Getting Started with Slurm
The Slurm batch-queueing system provides the mechanism by which all jobs are submitted to the Argo Cluster and are scheduled to run on the compute nodes. Users cannot access the nodes directly unless Slurm has already started a job on that node first. Generally you will only log in to the login nodes.
Slurm is an open source, fault-tolerant, and highly scalable cluster management and job scheduling system for large and small Linux clusters. It has similarities with the Sun Grid Engine scheduler and the Univa Grid Engine Scheduler, which were used previously on Argo. It also shares similarities with the open source resource manager TORQUE. So if you've used other clusters, much of what you know will transfer.

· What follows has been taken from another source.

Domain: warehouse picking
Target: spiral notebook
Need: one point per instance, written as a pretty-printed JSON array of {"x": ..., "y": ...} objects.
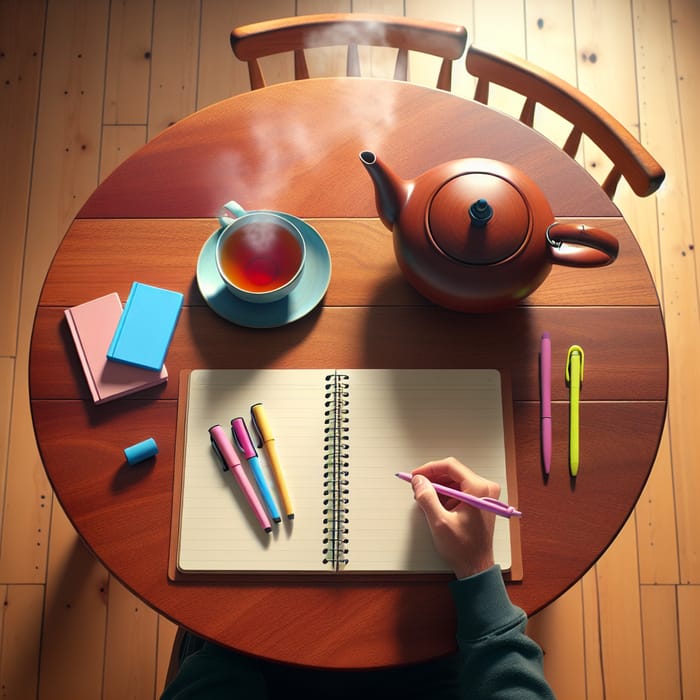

Here we give basic examples of how to submit jobs to the cluster. An
overview of all the commands that are part of Slurm can be found by
typing man slurm
at the Argo prompt
and visiting the Slurm
documentation page.
Preparing your Data
Information on how you can copy your data from your local machine to the
cluster can be found on the page Uploading
Data. Please note that the /home directory
is mounted as read-only on the compute nodes, which means that you
cannot write data to your home directory while running a job. A scratch
directory has been created for you in order to store job results for a
short period of time. The location of your scratch directory is
/scratch/
/
$SCRATCH
.
Available Partitions on the Cluster
Please see the table below for partition equivalence.
HOPPER
Hopper Partition | Timelimit | Allowed QOS |
---|---|---|
gpuq | 3-00:00:00 | gpu |
normal | 5-00:00:00 | All |
bigmem | 5-00:00:00 | All |
gpuq-contrib | 3-00:00:00 | hantil, ksun |
contrib | 5-00:00:00 | qtong, normal |
interactive | 0-12:00:00 | interactive |
Argo
Argo Partition | Timelimit | Allowed QoS |
---|---|---|
gpuq | 5-00:00:00 | All |
all-LoPri | 5-00:00:00 | All |
all-HiPri | 12:00:00 | All |
bigmem-HiPri | 12:00:00 | All |
bigmem-LoPri | 5-00:00:0 | All |
all-long | 10-00:00:0 | All |
bigmem-long | 10-00:00:0 | All |
contrib | 7-00:00:0 | contrib |
Submitting a Job
In batch mode with Slurm scripts
Jobs are submitted using the sbatch
command. This command has many options and a summary of these can be
found in the sbatch
documentation. The various sbatch
options along with the program to be run should be put inside a single
bash script and passed to sbatch
as
shown below:
> sbatch myscript.slurm
Note:This command must be run from one of the two login nodes.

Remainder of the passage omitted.